Néanmoins, quarante-cinq ans après sa disparition, le mythe demeure intact. Pour le grand public, Maria Callas est ‘la’ voix, à l’instar d’un Karajan concrétisant l’image du chef d’orchestre ou Glenn Gould, celle du pianiste. 

Les innombrables photographies de ses rôles à la scène et les trop brèves captations en vidéo témoignent de son génie théâtral. Qui l’écoute est d’abord surpris par ce timbre sombre si particulier qui n’a rien d’agréable, car il laisse affleurer la superposition des registres que, par un travail acharné, l’artiste s’emploiera à unifier. Par contre, la qualité exceptionnelle de la diction contribue à mettre en exergue l’expression du texte. La vaste palette de coloris permet à la voix de traduire le changement de situation.

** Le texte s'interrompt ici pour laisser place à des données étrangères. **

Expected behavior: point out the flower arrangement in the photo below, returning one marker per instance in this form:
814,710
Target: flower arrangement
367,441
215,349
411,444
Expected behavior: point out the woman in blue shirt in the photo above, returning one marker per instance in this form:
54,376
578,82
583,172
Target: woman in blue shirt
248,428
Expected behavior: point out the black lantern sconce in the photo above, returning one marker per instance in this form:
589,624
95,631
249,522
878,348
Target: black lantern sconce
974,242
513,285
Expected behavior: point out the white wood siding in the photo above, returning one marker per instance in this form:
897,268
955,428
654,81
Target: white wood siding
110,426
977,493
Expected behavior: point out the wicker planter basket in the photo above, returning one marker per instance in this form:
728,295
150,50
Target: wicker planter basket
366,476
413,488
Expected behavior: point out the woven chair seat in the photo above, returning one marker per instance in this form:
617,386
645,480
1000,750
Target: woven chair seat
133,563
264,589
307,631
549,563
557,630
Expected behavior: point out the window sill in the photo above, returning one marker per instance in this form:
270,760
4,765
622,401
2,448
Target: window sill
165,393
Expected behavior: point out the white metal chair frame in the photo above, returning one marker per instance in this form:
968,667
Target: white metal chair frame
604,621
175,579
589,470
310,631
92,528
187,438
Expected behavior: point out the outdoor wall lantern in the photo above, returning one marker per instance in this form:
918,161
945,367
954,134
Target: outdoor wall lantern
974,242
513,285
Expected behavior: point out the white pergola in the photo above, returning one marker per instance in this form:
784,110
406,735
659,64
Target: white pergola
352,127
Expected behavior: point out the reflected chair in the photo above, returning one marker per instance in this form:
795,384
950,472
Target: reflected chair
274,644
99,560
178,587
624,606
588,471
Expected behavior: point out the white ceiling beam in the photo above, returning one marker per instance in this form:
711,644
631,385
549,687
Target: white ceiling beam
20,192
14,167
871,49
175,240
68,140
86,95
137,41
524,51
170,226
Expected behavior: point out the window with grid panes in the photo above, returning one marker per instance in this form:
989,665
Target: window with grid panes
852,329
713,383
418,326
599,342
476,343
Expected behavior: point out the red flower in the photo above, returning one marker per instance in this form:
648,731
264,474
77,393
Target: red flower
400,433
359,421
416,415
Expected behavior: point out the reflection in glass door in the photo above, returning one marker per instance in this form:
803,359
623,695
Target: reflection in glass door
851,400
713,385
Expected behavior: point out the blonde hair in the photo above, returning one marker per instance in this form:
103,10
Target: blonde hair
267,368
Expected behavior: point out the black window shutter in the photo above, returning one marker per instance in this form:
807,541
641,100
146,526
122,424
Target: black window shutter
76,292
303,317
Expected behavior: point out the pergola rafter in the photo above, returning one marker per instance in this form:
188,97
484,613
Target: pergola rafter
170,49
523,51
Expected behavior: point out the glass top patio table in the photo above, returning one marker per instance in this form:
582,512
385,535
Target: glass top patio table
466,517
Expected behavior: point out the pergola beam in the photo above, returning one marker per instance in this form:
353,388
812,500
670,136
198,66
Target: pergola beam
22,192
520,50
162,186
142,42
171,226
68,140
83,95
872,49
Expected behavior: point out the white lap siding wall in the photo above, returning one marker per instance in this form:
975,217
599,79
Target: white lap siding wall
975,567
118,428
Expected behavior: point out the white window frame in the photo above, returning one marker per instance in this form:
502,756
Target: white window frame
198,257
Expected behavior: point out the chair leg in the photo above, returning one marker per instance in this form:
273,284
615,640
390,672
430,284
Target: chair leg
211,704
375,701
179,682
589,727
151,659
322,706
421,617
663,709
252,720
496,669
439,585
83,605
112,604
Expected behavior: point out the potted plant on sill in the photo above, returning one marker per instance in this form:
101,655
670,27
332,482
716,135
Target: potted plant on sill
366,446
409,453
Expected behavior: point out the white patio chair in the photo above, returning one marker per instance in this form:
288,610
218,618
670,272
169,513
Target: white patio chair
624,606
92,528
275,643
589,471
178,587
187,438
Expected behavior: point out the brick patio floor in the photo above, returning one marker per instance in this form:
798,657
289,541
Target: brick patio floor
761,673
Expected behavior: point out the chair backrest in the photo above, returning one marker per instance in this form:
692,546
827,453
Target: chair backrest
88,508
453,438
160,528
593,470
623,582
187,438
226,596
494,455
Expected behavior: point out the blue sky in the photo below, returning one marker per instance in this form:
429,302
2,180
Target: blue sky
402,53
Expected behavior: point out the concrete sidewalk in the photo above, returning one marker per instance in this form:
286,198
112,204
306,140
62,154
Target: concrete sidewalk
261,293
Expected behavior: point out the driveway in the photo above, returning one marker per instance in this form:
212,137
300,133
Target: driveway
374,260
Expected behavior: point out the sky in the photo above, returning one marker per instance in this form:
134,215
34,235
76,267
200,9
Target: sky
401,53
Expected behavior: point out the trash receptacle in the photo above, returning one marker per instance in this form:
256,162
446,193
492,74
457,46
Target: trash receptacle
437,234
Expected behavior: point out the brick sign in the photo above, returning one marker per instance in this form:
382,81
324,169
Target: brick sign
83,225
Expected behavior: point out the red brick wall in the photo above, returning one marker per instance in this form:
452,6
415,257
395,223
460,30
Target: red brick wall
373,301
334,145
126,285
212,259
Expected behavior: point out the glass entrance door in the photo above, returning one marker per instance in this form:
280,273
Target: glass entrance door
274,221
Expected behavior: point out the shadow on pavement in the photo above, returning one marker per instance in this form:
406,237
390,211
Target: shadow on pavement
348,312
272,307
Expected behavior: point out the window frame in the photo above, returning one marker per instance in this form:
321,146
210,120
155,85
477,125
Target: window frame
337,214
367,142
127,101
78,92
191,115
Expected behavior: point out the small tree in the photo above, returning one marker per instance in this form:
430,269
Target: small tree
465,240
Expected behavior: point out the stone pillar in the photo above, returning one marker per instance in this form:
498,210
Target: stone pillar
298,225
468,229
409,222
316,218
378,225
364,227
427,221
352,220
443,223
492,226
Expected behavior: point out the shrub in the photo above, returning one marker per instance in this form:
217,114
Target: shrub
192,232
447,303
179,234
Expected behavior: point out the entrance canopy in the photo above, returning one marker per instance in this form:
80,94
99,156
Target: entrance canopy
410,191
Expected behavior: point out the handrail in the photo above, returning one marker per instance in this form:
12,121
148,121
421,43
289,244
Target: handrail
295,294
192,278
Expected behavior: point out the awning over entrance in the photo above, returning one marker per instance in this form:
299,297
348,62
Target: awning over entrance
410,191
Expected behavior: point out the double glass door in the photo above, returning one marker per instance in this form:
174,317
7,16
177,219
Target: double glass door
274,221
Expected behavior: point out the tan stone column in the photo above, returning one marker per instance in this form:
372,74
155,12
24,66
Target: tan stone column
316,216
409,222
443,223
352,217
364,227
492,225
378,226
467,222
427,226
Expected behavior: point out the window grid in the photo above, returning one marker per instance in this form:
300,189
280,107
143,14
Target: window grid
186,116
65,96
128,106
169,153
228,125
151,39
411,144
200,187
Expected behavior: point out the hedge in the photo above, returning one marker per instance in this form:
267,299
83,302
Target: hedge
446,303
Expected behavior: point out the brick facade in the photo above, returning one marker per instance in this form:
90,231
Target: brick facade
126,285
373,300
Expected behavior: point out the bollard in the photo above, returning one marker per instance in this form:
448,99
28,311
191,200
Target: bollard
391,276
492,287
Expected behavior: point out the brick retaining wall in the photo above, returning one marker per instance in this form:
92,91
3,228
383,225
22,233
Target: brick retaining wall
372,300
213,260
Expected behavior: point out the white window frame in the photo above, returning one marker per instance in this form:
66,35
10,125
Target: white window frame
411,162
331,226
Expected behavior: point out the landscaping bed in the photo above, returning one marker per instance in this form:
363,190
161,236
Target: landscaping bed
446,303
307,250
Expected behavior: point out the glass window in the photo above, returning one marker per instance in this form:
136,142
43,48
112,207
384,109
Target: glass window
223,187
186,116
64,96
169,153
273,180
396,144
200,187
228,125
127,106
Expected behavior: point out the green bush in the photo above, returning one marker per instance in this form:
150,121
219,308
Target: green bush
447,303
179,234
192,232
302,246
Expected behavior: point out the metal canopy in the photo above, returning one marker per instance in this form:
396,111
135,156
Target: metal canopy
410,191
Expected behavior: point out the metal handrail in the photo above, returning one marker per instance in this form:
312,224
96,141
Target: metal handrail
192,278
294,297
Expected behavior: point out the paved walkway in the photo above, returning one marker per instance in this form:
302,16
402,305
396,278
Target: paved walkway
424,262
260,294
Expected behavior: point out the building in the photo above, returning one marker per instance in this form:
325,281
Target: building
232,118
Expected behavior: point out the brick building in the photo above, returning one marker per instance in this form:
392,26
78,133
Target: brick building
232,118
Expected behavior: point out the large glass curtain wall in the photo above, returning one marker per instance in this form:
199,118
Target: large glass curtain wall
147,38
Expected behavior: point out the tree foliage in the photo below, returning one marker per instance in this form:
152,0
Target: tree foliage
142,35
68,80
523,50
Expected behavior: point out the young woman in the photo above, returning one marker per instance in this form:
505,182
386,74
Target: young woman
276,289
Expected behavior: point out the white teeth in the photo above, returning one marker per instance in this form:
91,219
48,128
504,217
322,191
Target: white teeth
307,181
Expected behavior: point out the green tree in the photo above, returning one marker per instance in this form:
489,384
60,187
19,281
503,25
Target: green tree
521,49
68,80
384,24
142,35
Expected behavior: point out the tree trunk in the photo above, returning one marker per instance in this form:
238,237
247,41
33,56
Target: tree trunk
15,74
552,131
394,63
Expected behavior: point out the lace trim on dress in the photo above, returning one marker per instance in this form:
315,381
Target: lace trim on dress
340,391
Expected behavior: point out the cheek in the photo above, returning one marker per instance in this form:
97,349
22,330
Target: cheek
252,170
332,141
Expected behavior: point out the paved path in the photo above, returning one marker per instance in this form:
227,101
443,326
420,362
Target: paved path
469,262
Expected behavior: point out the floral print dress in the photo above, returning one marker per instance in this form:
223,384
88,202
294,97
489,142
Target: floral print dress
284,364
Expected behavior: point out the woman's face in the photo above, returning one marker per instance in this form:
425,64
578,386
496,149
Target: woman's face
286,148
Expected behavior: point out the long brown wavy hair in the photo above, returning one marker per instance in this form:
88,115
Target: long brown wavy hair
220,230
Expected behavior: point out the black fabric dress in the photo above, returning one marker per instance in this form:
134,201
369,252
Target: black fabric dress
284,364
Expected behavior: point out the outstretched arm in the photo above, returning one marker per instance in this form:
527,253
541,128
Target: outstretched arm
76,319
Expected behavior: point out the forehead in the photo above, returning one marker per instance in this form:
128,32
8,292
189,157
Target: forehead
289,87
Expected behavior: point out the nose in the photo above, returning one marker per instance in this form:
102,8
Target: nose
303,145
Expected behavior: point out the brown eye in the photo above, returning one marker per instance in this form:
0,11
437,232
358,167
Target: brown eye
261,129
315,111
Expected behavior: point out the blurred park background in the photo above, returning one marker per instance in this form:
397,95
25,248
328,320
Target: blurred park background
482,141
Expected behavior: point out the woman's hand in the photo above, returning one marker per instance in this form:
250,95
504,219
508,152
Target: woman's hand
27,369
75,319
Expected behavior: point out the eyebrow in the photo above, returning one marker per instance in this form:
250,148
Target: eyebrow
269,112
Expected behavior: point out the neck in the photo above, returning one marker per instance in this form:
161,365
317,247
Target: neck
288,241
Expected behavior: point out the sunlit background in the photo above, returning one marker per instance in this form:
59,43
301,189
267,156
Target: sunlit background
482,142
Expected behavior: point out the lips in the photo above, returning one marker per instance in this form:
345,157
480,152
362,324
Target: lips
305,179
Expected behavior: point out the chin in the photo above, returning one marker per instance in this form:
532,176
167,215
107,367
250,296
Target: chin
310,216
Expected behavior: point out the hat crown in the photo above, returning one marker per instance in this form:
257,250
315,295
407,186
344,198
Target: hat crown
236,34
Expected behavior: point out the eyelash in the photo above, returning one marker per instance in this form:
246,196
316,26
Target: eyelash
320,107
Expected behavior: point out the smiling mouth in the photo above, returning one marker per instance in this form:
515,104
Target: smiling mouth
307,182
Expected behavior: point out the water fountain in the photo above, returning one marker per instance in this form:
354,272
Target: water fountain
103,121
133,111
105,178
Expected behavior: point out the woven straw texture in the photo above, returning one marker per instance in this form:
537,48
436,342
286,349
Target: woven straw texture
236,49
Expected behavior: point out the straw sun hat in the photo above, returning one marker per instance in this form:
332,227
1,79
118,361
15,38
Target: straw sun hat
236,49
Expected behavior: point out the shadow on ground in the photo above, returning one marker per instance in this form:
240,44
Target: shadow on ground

Prenons pour exemple au finale de La Sonnambula de Bellini, le moment où Amina s’éveille après avoir négocié les mélismes du « Ah ! non credea mirarti » en un chant immaculé comme en un rêve. Elvino s’approche d’elle et lui repasse l’anneau au doigt. Aussitôt, Maria Callas modifie la couleur du son pour montrer qu’elle s’éveille en déclarant « A me t’appressi ? Oh gioia ! L’anello mio mi rechi ? » (Tu t’approches de moi ? Quelle joie ! Tu me rends mon anneau ?). Dans un registre plus dramatique, elle est la première à donner aux passaggi de coloratura les plus invraisemblables leur valeur expressive. L’exhumation de l’Armida de Rossini au Mai Musical Florentin de 1952 en donne la preuve : à l’acte III, les volatine ascendantes sur « Barbara tigre ircana » sont de véritables tratti di furore sur deux octaves culminant sur la cadenza échevelée suggérant le mot « crudeltà ». Donc Maria Callas possède ce génie si particulier de faire exister ses personnages par des moyens purement vocaux. Et, assurément, ce procédé tient davantage de l’intuition que d’une démarche intellectuelle. 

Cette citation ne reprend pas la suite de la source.